El eco de su voz llenó el auto. Mateo lo miró con una expresión que Lucas no había visto en años: preocupación pura, sin máscaras, sin sarcasmo.

—Pero sí, Lucas. Sí vas a fallar. Todos lo hacemos. Solo que tú... tienes menos tiempo que el resto.

El diagnóstico. Esas dos palabras que el médico había pronunciado con falsa compasión meses atrás: Esterilidad irreversible. No hay tratamiento.

El silencio se instaló entre ellos, espeso como la niebla londinense.

—No les debes nada —susurró Mateo, rompiendo el hielo con suavidad—. Puedes irte ahora mismo y nadie te juzgará. Es lo lógico.

Lucas miró por la ventana. Una madre cruzaba la calle, abrazando a su hija contra el frío, ambas riendo por un secreto que solo ellas compartían.

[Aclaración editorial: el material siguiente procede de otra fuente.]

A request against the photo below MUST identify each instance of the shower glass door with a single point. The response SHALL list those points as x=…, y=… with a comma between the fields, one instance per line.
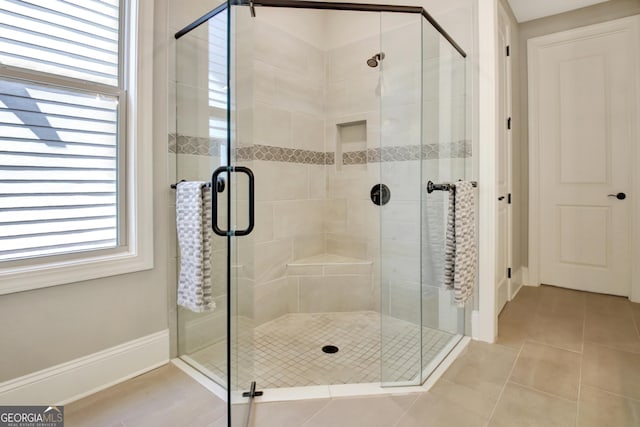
x=324, y=125
x=200, y=146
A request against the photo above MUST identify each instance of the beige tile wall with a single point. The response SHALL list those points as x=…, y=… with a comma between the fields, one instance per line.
x=291, y=93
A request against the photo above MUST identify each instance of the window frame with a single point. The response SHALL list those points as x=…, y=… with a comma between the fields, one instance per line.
x=134, y=251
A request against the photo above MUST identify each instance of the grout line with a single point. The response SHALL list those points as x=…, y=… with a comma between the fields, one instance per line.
x=610, y=347
x=584, y=332
x=534, y=341
x=546, y=393
x=504, y=386
x=317, y=412
x=633, y=319
x=622, y=396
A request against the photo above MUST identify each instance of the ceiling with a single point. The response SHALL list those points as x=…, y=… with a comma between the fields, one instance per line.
x=526, y=10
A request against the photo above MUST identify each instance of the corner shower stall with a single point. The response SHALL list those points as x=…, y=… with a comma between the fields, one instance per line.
x=323, y=123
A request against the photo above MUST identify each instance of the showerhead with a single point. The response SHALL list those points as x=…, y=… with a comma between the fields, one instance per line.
x=375, y=60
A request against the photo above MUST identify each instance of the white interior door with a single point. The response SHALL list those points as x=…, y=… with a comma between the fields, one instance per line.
x=582, y=121
x=502, y=165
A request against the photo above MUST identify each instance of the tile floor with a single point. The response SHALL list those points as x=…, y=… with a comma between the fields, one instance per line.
x=563, y=358
x=288, y=350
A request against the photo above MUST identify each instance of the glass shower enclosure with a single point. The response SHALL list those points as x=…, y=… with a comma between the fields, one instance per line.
x=319, y=125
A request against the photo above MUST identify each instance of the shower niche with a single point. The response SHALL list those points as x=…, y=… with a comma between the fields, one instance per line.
x=319, y=125
x=351, y=145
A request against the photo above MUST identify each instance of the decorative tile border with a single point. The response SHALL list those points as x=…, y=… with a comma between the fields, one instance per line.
x=211, y=147
x=196, y=145
x=289, y=155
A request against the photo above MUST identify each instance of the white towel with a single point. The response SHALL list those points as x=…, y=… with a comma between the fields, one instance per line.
x=461, y=250
x=193, y=220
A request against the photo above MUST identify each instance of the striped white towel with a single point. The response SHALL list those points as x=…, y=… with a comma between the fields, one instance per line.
x=461, y=250
x=193, y=219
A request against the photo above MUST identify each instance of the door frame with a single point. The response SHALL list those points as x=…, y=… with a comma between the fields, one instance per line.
x=505, y=94
x=534, y=47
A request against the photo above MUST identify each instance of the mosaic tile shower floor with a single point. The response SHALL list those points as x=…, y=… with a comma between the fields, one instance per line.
x=288, y=350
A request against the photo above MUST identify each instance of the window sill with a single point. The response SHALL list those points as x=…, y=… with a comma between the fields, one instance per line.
x=25, y=278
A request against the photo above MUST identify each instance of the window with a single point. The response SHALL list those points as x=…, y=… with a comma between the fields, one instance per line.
x=69, y=150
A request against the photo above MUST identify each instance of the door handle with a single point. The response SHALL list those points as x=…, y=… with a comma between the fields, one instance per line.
x=252, y=197
x=619, y=196
x=214, y=201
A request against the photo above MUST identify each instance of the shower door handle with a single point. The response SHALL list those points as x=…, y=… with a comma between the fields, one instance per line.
x=252, y=197
x=214, y=201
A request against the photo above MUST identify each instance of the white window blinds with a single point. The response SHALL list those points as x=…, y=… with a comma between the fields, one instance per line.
x=72, y=38
x=59, y=162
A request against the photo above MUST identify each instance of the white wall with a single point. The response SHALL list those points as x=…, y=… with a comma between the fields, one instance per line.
x=606, y=11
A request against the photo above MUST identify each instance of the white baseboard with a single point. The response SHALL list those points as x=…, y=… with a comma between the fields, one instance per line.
x=70, y=381
x=208, y=383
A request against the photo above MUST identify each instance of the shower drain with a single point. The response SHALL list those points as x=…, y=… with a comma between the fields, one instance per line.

—¿Y si estoy harto de ser lógico?

Mateo se quedó inmóvil. Luego, lentamente, una sonrisa triste se dibujó en su rostro, como si acabara de entender algo profundo.

—Entonces prepárate para hacer algo que nunca has hecho: pelear sin saber si valdrá la pena.

El semáforo cambió a verde. Lucas pisó el acelerador, pero esta vez con una determinación que no había sentido en años.

—Christian no se callará. Wei ya debe estar al tanto.

—Y Sabrina no es de las que comparte sus juguetes —añadió Mateo, reclinándose en el asiento—. Así que, dime, ¿cuál es el plan?

Lucas tomó una curva cerrada, el auto inclinándose como un animal al galope.

—No lo sé.

Era la primera vez en años que admitía no tener el control.

Y, por algún motivo, esa incertidumbre lo hacía sentir más vivo que todos los millones en su cuenta bancaria juntos.